In the 2003 Iraq War, US forces largely avoided repeating the 1991 power grid targeting, specifically because of the documented humanitarian consequences.
Iran's population of 93 million is approximately 2.3 times larger than Iraq's population in 1991. Its electricity grid is more extensive and its civilian dependence on it is higher. Analysts who reviewed the 1991 Iraq precedent for TRT World noted that Iran's largest plant — the Damavand facility — accounts for only 3 to 4 percent of national capacity, meaning that destroying individual plants would require striking dozens of major facilities simultaneously to achieve the grid-collapse Trump has described.
The Bottom Line
Trump has given Iran a deadline of Tuesday, April 7 at 8:00 PM Eastern Time to reopen the Strait of Hormuz. If Iran does not comply, he has stated he will strike Iran's power plants and bridges simultaneously — what he calls "Power Plant Day" and "Bridge Day."
The evidence record is clear on three points:
First, a comprehensive strike on Iran's electricity generation and transmission infrastructure would plunge 93 million civilians into prolonged darkness, halt water treatment and hospital operations, and cause mass civilian harm — likely for months to over a year.
Second, the international law consensus, expressed by Yale Law, Harvard Law, Amnesty International, the UN, and over 100 international law scholars who signed an open letter on April 3, is that such strikes would constitute war crimes under the Geneva Conventions and Additional Protocol I. A dissenting legal view from Duke's LawFire blog argues some targeting could be lawful if narrowly constructed to hit military uses of the grid — but that is not what Trump has described.
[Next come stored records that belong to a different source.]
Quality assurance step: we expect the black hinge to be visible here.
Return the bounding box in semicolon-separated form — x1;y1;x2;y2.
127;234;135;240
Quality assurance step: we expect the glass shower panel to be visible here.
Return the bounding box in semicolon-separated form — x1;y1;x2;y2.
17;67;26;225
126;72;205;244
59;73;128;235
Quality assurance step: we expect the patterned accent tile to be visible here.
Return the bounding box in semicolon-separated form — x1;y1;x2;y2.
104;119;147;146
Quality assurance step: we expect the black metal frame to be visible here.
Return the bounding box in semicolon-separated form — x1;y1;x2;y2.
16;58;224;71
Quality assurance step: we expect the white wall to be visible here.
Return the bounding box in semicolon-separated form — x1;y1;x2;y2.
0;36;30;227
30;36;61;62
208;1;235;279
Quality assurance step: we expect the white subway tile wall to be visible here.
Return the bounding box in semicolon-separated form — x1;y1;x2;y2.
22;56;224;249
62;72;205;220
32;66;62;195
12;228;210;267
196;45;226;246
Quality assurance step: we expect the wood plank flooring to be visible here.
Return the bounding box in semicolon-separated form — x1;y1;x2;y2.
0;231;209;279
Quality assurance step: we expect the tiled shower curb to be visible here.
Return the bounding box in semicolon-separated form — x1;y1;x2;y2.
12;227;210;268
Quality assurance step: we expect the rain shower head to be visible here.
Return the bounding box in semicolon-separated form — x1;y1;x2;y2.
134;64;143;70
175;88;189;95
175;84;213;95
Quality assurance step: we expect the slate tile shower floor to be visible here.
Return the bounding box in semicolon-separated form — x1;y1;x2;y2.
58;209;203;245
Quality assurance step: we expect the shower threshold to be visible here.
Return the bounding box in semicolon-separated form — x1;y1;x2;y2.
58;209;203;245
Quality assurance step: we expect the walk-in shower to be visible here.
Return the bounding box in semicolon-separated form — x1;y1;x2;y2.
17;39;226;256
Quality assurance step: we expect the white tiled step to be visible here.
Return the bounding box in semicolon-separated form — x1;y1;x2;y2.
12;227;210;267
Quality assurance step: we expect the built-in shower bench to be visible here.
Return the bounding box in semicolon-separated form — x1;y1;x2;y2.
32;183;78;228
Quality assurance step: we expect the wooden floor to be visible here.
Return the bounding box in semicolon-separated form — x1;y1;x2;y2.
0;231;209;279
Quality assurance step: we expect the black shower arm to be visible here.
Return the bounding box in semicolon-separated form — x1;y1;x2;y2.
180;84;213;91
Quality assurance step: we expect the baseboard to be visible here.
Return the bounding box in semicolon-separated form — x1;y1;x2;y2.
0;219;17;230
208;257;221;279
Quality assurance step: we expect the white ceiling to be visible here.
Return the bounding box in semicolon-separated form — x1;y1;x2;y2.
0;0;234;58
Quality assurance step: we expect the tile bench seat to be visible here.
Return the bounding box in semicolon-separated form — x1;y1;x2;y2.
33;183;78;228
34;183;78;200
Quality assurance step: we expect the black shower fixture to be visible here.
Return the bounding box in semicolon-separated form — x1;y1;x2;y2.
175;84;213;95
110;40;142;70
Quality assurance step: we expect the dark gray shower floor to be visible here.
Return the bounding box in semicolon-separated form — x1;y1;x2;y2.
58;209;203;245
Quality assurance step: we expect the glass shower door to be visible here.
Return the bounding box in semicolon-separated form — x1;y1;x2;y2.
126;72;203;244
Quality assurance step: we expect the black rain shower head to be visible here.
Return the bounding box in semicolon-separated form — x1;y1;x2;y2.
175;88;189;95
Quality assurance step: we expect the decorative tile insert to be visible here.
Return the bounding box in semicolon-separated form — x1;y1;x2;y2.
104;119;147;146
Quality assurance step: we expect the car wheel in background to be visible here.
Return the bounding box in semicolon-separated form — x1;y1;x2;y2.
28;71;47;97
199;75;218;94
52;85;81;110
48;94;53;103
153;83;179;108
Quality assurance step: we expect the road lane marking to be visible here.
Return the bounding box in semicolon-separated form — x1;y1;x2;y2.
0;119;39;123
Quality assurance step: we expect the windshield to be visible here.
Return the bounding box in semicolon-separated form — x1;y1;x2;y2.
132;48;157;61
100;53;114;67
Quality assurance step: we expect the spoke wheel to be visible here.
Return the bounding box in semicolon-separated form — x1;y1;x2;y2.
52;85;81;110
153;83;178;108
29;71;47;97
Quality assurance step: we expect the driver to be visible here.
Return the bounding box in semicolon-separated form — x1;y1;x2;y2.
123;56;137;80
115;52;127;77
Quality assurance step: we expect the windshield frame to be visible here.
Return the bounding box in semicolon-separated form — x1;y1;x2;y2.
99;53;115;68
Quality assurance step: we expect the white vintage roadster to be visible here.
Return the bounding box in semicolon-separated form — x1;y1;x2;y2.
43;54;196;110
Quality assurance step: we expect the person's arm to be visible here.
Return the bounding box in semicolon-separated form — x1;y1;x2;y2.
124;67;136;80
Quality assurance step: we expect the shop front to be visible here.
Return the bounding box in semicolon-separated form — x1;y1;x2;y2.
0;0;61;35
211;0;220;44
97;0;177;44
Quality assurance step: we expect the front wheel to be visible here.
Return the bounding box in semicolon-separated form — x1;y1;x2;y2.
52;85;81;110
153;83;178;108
Third, Iran has not indicated it will reopen the Strait of Hormuz before Tuesday's deadline. Its foreign minister has stated there are no peace negotiations. Its parliament speaker has called the threats "reckless moves" that will set the region on fire.
Whether Tuesday's deadline holds, extends again, or produces strikes that cross what legal experts call the clearest red line in the laws of war — that answer is now 20 hours away.